The three routes are indicated on the outline map as A,B and C at the top of the description of the walk.

All three routes enable walkers to eventually get back to Water but provide a useful means of adding a mile or two on to the route, should you wish to do so.

We took the middle route (B) along and down through the woods and ended up quite close to the River Bovey below and we popped down to have a look at the old log bridge which crosses the river at that point.

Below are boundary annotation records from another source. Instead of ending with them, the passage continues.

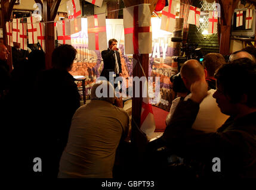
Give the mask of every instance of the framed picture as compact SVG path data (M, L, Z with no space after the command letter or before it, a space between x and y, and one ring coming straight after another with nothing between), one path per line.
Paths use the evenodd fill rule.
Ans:
M20 5L20 0L16 0L16 1L14 3L14 5Z

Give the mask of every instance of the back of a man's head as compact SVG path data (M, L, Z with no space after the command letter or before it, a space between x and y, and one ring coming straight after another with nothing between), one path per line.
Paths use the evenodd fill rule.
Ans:
M188 90L190 90L191 84L205 78L203 68L196 59L185 62L180 69L180 74Z
M251 46L248 46L242 49L242 50L252 55L254 58L256 58L256 48Z
M0 43L0 60L6 61L9 52L7 50L5 45Z
M76 50L70 45L62 45L57 47L51 56L53 68L69 70L72 68L76 55Z
M209 53L203 58L203 66L207 71L207 77L214 76L214 73L221 65L226 64L225 58L220 53Z
M239 51L235 52L230 55L230 56L229 57L229 62L231 62L240 58L248 58L254 62L255 61L255 58L252 55L245 51L239 50Z
M91 100L99 100L115 103L115 88L107 81L98 81L91 90Z
M220 68L215 77L231 102L240 103L242 96L246 94L246 104L256 107L256 63L248 58L236 59Z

It is known as Woodash Bridge and is a most unusual example of a footbridge.

A huge log had come down the river following the heavy rains and had smashed into the bridge, causing damage which needs to be repaired before walkers can pass it in safety.

On the day of the ramble we stopped by the bridge for our lunch before the ascent began.

What goes down must come up and for the next hour it was to be mainly an uphill climb from the river Bovey up to the village of Water and then on up to the moors high above.


The route up through the woods is well marked and easy to follow.

It is however quite steep in places and therefore by the time we arrived at the village we knew we had been going uphill.

We made our way along a road which runs by the south side of the village and came to a cross road.


Just to the right of the cross road was the village inn called Kestor Inn.

On this walk the pub had no competition, since it was the one and only one we pass on this circular walk.

We gave it a miss this time around.

We continued on the narrow road rather than turning up by the pub, heading along a narrow country lane which took us away to the west of Water and eventually we came to another cross road, at a point marked on the map as Hayne Cross.

We could see the moors towering above us as we stopped to make sure we were still on the right route. It was a recce after all.

We ignored the sign to Manaton and continued south west along a narrow country road to a dead end for vehicles.

As the road terminated we followed a narrow track and above us, high above us was a very large rock outcrop.

Strangely enough, although all the rock outcrop was rather large and at 400 metres a significant high point it didn't merit a name on the OS map.

A strenuous climb followed as we made our way up towards the rocks at the top.

We were looking for Bowermans Nose, a strange rock combination which looks just a little like a person with a large nose and is often mentioned in texts on Dartmoor.

When we reach the top we searched around and sure enough there was Bowermans Nose just down below the main rock outcrop.


It did, if you have a sense of imagination, look a little bit like a person.

Mythology has it that Mr Bowerman frightened some witches and one of them responded by turning him to stone at this point.

This is a very cut down version of the full story, more on that to those who come on the walk with me.

We spent a few minutes looking at rock formations and then headed off south-west from the Downs toward a gate and a road which ran at North/South.

We crossed this road and turn right along a bridal path which headed due West for just under half a mile up through fields to the next local point of interest.

The path took us up a grassy slope to the top of the hill and down the other side and there by the side of the road at a junction with a bridlepath was a grave.

This grave is known as Jays Grave and it always has flowers on it, even though it is on unconsecrated ground, by virtue of the fact the lady interred within committed suicide, after being made pregnant by a rich local who refused to marry her.

Usually there are a few coins placed on the headstone of the grave and once again there was a few coppers left to make sure of that Betty Jay would never go without money again.

We turned South East and made our way alongside of the road passing by Swine Down to our left for the final stage of the walk back to the car park.

Some 15 minutes later and we were back again at the car park and the many cars in it with good views of Hound Tor above us and where we had been some 4 1/2 hours before.

Depending on which of the routes are taken through Hound Tor woods the Walk can vary in length from just over 8.5 miles to just under 11 miles.

We returned to Plymouth via a drive south off the moors to Ashburton and the A38 main express way from Exeter to Plymouth.